Author: Harry Hoang CPA | Tailored Accounts CEO

I started my business in 2008 with little to no capital, and have since gone through a number of roller coaster rides along my entrepreneurial journey. Ten years may not be a substantial amount of time for start-up veterans, but it is enough to understand the nature of entrepreneurship. There have been a fair share of lows and highs in my entrepreneurial pursuit, so I can thoroughly understand some of the challenges that start-ups in Canberra face. As an entrepreneur who is trained in accounting, I would like to take this opportunity to share my golden rules of financial management for start-ups.

These are some common mistakes start-ups often encounter:

  • Failure to realise the importance of financial management - Start-ups with poor financial management tend to suffer from poor cash flow and profit margins, ineffective debtor control, and an inability to meet their business’ commitments;
  • Lack of information about alternative support solutions such as recruitment - If crunching the numbers is not your strength, either hire or outsource to an accountant or bookkeeper who will deliver regular and reliable information and advice that you can use to manage your financial position;
  • Reliance on manual data try - Stacks of receipts, manual ledger books, overly simplified data sheets, unorganised financial transactions and reports, and overdue BAS and tax returns are common amongst start-ups with poor internal management skills;
  • Lack of financial management skills - Start-ups tend to focus on their products, ideas, and clients, often neglecting the fundamentals of their business. I have never seen a successful business that does not have strong financial management.
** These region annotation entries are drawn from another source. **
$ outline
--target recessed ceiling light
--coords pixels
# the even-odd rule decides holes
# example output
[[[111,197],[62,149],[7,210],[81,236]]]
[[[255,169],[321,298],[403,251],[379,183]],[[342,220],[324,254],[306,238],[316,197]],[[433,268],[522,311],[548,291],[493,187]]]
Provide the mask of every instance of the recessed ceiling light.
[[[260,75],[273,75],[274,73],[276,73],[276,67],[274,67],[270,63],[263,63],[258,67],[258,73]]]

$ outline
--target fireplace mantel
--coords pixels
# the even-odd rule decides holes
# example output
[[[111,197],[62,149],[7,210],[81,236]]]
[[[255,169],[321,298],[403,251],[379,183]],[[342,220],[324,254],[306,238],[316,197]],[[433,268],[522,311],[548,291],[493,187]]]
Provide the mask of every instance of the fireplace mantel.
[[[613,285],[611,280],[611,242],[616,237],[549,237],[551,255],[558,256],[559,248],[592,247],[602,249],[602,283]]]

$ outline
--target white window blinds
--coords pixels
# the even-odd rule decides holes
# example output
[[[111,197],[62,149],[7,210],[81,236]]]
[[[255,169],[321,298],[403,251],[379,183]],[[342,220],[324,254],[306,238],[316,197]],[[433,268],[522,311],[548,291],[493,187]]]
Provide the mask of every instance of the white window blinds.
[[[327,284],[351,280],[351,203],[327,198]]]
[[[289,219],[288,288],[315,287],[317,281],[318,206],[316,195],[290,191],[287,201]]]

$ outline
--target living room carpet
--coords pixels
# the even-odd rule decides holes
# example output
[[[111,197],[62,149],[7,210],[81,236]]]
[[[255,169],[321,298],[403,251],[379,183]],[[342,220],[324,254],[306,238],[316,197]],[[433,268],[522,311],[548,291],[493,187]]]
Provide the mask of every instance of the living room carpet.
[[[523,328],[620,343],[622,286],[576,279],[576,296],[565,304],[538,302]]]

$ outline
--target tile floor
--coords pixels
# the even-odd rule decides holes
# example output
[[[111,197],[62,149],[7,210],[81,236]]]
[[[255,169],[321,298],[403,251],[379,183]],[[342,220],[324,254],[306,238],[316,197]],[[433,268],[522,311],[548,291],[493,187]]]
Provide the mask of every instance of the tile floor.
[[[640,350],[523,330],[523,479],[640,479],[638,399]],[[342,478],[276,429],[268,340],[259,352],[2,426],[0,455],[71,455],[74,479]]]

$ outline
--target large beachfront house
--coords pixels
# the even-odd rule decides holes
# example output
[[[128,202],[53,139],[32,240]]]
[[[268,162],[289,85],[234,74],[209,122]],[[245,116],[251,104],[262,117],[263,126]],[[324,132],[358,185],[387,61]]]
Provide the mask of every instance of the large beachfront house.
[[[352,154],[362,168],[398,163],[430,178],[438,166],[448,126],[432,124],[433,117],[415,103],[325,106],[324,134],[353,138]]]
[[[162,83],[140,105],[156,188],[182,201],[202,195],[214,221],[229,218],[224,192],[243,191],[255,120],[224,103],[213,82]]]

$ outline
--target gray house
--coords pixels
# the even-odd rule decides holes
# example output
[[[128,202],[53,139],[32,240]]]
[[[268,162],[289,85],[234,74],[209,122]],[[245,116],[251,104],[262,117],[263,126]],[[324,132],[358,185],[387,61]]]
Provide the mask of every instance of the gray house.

Over years of working with start-ups and other small businesses, I have accumulated a wealth of experience designing a sustainable and affordable accounting solution. Here are some tips to avoid making those mistakes above:

  • A good accounting system is a good return on investment. If you invest $50/month to use online accounting software such as Xero or QuickBooks, it will save you at least $50/month in bookkeeping costs as well as your time. These savings will be crucial for further growth of your business;
  • Do not only start raising funds or getting loans when your business is running out of cash. Plan ahead and have good financial controls in place;
  • Technology is the key driver of a good financial system. If your accountant suggests that you record everything in an Excel spreadsheet, this is no longer sufficient for doing business in the 21st century. The more automation you adopt for your accounting system, the more savings and accuracy you gain;
  • Start-ups need to start working on the business, not in the business. If you aren't able to afford to have a giant financial management system with a qualified in-house CFO, then outsourcing would be the best option.

A good financial care and responsibility is likely to lead your start-up to success  – so make sure you cultivate these good financial habits from the beginning and implement them in the way you do things.